Real-time token streaming with typing animation
Per-message performance metrics (tokens, tok/s, latency)
Active model indicator with load status
Clear conversation with one click
Persistent across tab switches

3. Speech-to-Intelligence

A complete voice pipeline — speak naturally, get AI responses read back to you:

Voice Activity Detection (Silero VAD v5) — Detects when you start and stop talking
Speech-to-Text (Whisper Tiny) — Transcribes your speech in real time
Language Model — Generates concise responses to what you said
Text-to-Speech (Piper TTS) — Reads the response back with natural voice
Auto-restart Listening — Continuous conversation without re-tapping
Silence Detection — Waits 2.5s after you pause, accumulates multiple segments
Built-in Diagnostics — Test mic access, model status, and pipeline health

4. Vision Engine

Grant AI optical access to your camera:

Snapshot Mode — Capture a single frame and describe it
Continuous Mode — Live feed analysis every 2.5 seconds
Smart Frame Diffing — Skips identical frames to save compute
Custom Prompts — Ask anything: "Read the text", "Count the objects", "Describe the scene"
WASM Crash Recovery — Automatic VLM worker restart with exponential backoff
Built-in Diagnostics — Verify camera, model, worker bridge, SharedArrayBuffer

5. Tool Pipeline Explorer

An interactive sandbox for testing function-calling AI:

Pre-loaded demo tools (weather, calculator, time, random number)
Visual execution trace showing tool calls, results, and final output
Register custom tools with typed parameters at runtime
Auto-execute toggle for hands-free pipeline runs

6. Model Manager

Full control over your on-device model library:

View all models grouped by category (LLM, VLM, STT, TTS, VAD)
Download, load, unload, and delete models individually
Import local models — Drag-and-drop .gguf, .onnx, or .tar.gz files
Real-time download progress with percentage tracking
Storage usage dashboard (used / available OPFS space)

Architecture

Browser Tab
├── React UI (Glassmorphic shell with Tailwind CSS v4)
│   ├── Sidebar Navigation (5 tools + settings)
│   ├── Agent Brain Panel (live pipeline debugger)
│   └── Settings Panel (theme, accent color, background)
│
├── RunAnywhere SDK Core (TypeScript, no WASM)
│   ├── ModelManager (download, cache, load orchestration)
│   ├── EventBus (cross-component communication)
│   ├── AudioCapture / VideoCapture (media APIs)
│   └── VoicePipeline (STT → LLM → TTS orchestrator)
│
├── LlamaCPP Backend (WASM)
│   ├── LLM inference (LFM2 1.2B Tool / 350M)
│   ├── VLM inference via Web Worker (LFM2-VL 450M)
│   ├── Tool calling engine
│   └── WebGPU acceleration (auto-detected)
│
└── ONNX Backend (sherpa-onnx WASM)
    ├── STT (Whisper Tiny English)
    ├── TTS (Piper Lessac Medium)
    └── VAD (Silero v5)

All models are cached in the browser's Origin Private File System (OPFS) — a persistent, sandboxed storage layer. First download pulls from HuggingFace; subsequent loads are instant from cache.

Models

Model	Category	Size	Purpose
LFM2 1.2B Tool Q4_K_M	LLM	~800 MB	Research agent, tool calling, chat
LFM2 350M Q4_K_M	LLM	~250 MB	Fast chat fallback
LFM2-VL 450M Q4_0	VLM	~500 MB	Vision + language (camera analysis)
Whisper Tiny English	STT	~105 MB	Speech recognition
Piper Lessac Medium	TTS	~65 MB	Voice synthesis
Silero VAD v5	VAD	~5 MB	Voice activity detection

All models are quantized for efficient browser execution. Import your own .gguf or .onnx models through the Model Manager.

Quick Start

git clone https://github.com/ayushap18/Potency-AI.git
cd Potency-AI
npm install
npm run dev

Open http://localhost:5173 in Chrome or Edge.

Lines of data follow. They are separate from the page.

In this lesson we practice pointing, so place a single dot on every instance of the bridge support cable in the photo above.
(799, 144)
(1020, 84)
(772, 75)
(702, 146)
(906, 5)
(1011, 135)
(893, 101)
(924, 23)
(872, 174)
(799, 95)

Models download automatically the first time you use each tool. Subsequent visits load from browser cache.

Production Build

npm run build
npm run preview

The build output in dist/ includes all WASM binaries and can be deployed to any static host that supports the required security headers.

Browser Requirements

Potency AI requires modern browser capabilities for on-device neural inference:

Requirement	Why
Chrome 120+ or Edge 120+	WebGPU and WASM SIMD support
SharedArrayBuffer	Multi-threaded WASM execution
Cross-Origin Isolation	Required for SharedArrayBuffer
OPFS	Persistent model storage
WebGPU (optional)	2-4x faster inference when available

The Vite dev server automatically sets the required Cross-Origin-Opener-Policy and Cross-Origin-Embedder-Policy headers.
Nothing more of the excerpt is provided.